Sa carcasse endommagée trône encore le long du Danube, à l’extrémité du Bloc 11 C. Mais bientôt, l’hôtel Jugoslavija ne sera plus qu’un souvenir, témoin d’une époque depuis longtemps révolue. Celle du socialisme yougoslave triomphant, qui voyait venir à Belgrade, sa capitale fédérale, tous les grands de ce monde. Y ont séjourné la reine Elizabeth II, les présidents américains Jimmy Carter et Richard Nixon, mais aussi des stars internationales comme la chanteuse Tina Turner et même les premiers hommes à avoir marché sur la Lune, Neil Armstrong, Buzz Aldrin et Michael Collins.
Ouvert en 1969 après une construction chaotique, l’hôtel Jugoslavija était en effet un passage obligé du protocole diplomatique imaginé par le régime titiste pour symboliser son prestige et sa puissance. Sa fermeture au public en 2006 avait déjà suscité bien des pincements au cœur, mais aujourd’hui l’annonce de sa démolition provoque carrément de l’indignation. « J’ai appris dans les journaux que l’hôtel allait être détruit, ça me met en colère. On n’a reçu aucune information de la mairie », fulmine Edja, qui habite non loin. « C’est toujours un repère », poursuit la sexagénaire. « On s’y donne rendez-vous, on le mentionne pour évoquer une boutique à côté ou commencer une promenade. »
Le Jugoslavija incarnait la modernité. Sa décoration était unique avec son lustre gigantesque surplombant les escaliers en colimaçon. Toute la jeunesse sortait là-bas.
« Dans les années 1960-70, Belgrade s’est transformée en une capitale européenne. J’ai connu cette transition quand j’étais adolescente : le tourisme international a fait son apparition et l’Hôtel Jugoslavija en était un symbole », se souvient Edja avec nostalgie. « Il incarnait la modernité. Sa décoration était unique avec son lustre gigantesque surplombant les escaliers en colimaçon. Toute la jeunesse sortait là-bas. »

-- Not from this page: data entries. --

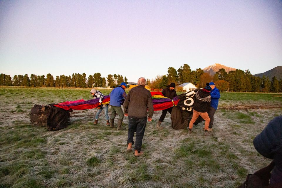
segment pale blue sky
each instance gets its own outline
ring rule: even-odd
[[[282,65],[281,1],[1,1],[0,73],[152,80],[187,63]]]

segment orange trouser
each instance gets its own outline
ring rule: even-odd
[[[205,130],[207,130],[209,128],[209,124],[211,119],[209,117],[209,115],[207,112],[199,112],[194,110],[193,110],[193,116],[192,117],[192,119],[190,121],[189,124],[189,128],[192,129],[193,127],[193,124],[196,121],[198,117],[200,115],[205,120]]]

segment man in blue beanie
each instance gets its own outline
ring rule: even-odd
[[[121,129],[121,125],[123,120],[124,114],[121,106],[126,97],[126,93],[124,89],[127,87],[125,82],[122,82],[120,85],[113,90],[109,94],[110,95],[110,105],[111,105],[112,114],[110,118],[110,127],[114,127],[114,121],[116,114],[118,115],[118,129]]]
[[[215,84],[212,82],[209,83],[209,86],[212,88],[211,91],[211,105],[208,111],[209,117],[211,119],[209,125],[209,128],[212,129],[214,124],[214,115],[217,109],[218,99],[220,98],[220,93],[218,89],[215,87]]]

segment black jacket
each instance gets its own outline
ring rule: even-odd
[[[196,91],[195,91],[196,92]],[[193,109],[199,112],[207,112],[211,104],[211,94],[201,89],[197,91]]]
[[[177,95],[176,94],[176,92],[175,91],[175,90],[174,89],[172,91],[169,89],[170,87],[169,85],[167,86],[166,88],[165,88],[162,90],[162,93],[166,97],[172,99],[174,97],[177,96]]]
[[[275,118],[254,140],[257,151],[264,157],[273,159],[275,164],[270,184],[282,182],[282,115]]]

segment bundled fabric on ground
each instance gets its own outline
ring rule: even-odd
[[[47,118],[49,113],[50,106],[36,104],[30,112],[31,123],[40,127],[47,125]]]
[[[50,105],[47,118],[48,130],[57,130],[66,128],[70,124],[70,118],[69,111]]]
[[[51,104],[45,106],[35,105],[30,113],[31,123],[47,127],[48,130],[56,130],[66,127],[70,124],[70,111]]]
[[[185,129],[189,126],[193,114],[193,106],[195,94],[195,91],[193,90],[173,98],[174,101],[177,101],[176,105],[172,108],[170,115],[171,127],[174,129]]]

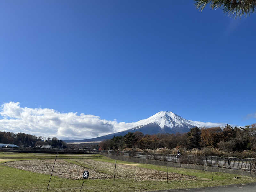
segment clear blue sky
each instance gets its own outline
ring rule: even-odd
[[[0,104],[256,123],[256,14],[236,20],[193,3],[1,1]]]

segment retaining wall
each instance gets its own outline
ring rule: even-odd
[[[104,153],[101,153],[100,152],[99,153],[109,158],[114,159],[116,159],[116,155],[115,154],[108,154]],[[120,161],[124,161],[133,162],[138,163],[149,164],[162,166],[167,166],[167,161],[145,159],[134,157],[123,156],[119,155],[118,155],[116,156],[116,159]],[[169,167],[180,167],[184,169],[203,170],[208,171],[212,171],[212,167],[211,166],[209,167],[195,164],[184,164],[178,163],[174,163],[170,161],[169,162],[168,164]],[[245,170],[244,170],[243,171],[242,171],[242,169],[231,169],[212,166],[212,171],[213,172],[235,174],[237,175],[242,175],[242,174],[243,173],[244,175],[245,176],[251,176],[254,177],[256,176],[256,174],[252,171],[250,173],[250,172],[248,171],[246,171]]]

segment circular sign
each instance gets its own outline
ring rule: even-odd
[[[89,172],[88,171],[85,171],[83,173],[83,177],[84,179],[86,179],[89,176]]]

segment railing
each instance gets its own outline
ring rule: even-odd
[[[118,156],[132,157],[141,159],[168,161],[169,162],[193,164],[205,166],[212,166],[232,169],[243,169],[256,171],[255,159],[237,158],[142,153],[136,151],[119,151],[102,150],[101,153],[116,155]]]

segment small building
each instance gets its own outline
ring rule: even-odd
[[[20,148],[18,145],[14,144],[0,143],[0,148]]]
[[[44,149],[52,149],[52,147],[51,145],[42,145],[41,148]]]

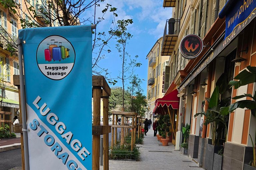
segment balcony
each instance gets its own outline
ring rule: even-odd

« L’hôtel Jugoslavija était le plus grand de la République fédérative socialiste de Yougoslavie », rappelle Nikola Milikić, conservateur au Musée d’Histoire de la Yougoslavie. « L’objectif était de montrer à quel point le pays était fort et grand sur le plan financier, mais aussi politique et culturel. » L’établissement comptait 1500 pièces, dont 600 chambres, 23 suites et 1100 lits. Son lustre, composé de 40000 cristaux Swarovski et 5000 ampoules, était l’un des plus grands au monde. « Même si on l’a toujours trouvé un peu trop massif, ce bâtiment est un monument historique de la Serbie », insiste Edja.

Pour les baby boomers, l’hôtel Jugoslavija reste une formidable boîte à souvenirs, eux qui ont connu l’âge d’or du titisme, quand la Yougoslavie menait le bal des Non alignés et tenait la dragée haute aux grandes puissances des deux Blocs. « On s’y est mariés en 1983, c’était assez prestigieux car les vedettes et les puissants en visite à Belgrade y séjournaient. Il y avait trois belles salles de réception à disposition. Avant, la mode c’était l’hôtel Moskva, dans le centre-ville, mais le Jugoslavija l’a supplanté », racontent Aleksandra et Milan, deux enfants des sixties.
La descente aux enfers a commencé dans les années 1990, au moment de l’implosion de la Fédération. Finie l’inscouciance des années 1960-70, quand la jeunesse belgradoise sirotait des verres aux tables du bar du Jugoslavija, en amoureux ou entre amis. Le tableau s’était déjà assombri tout au long des années 1980, celles de la crise économique et de la poussée nationaliste. Dans la nuit du 7 au 8 mai 1999, l’aile ouest de l’hôtel a été détruite par deux missiles de l’Otan. « Une cible légitime », avait alors estimé le ministre britannique des Affaires étrangères, puisqu’il aurait été le quartier général du fameux chef paramilitaire Arkan.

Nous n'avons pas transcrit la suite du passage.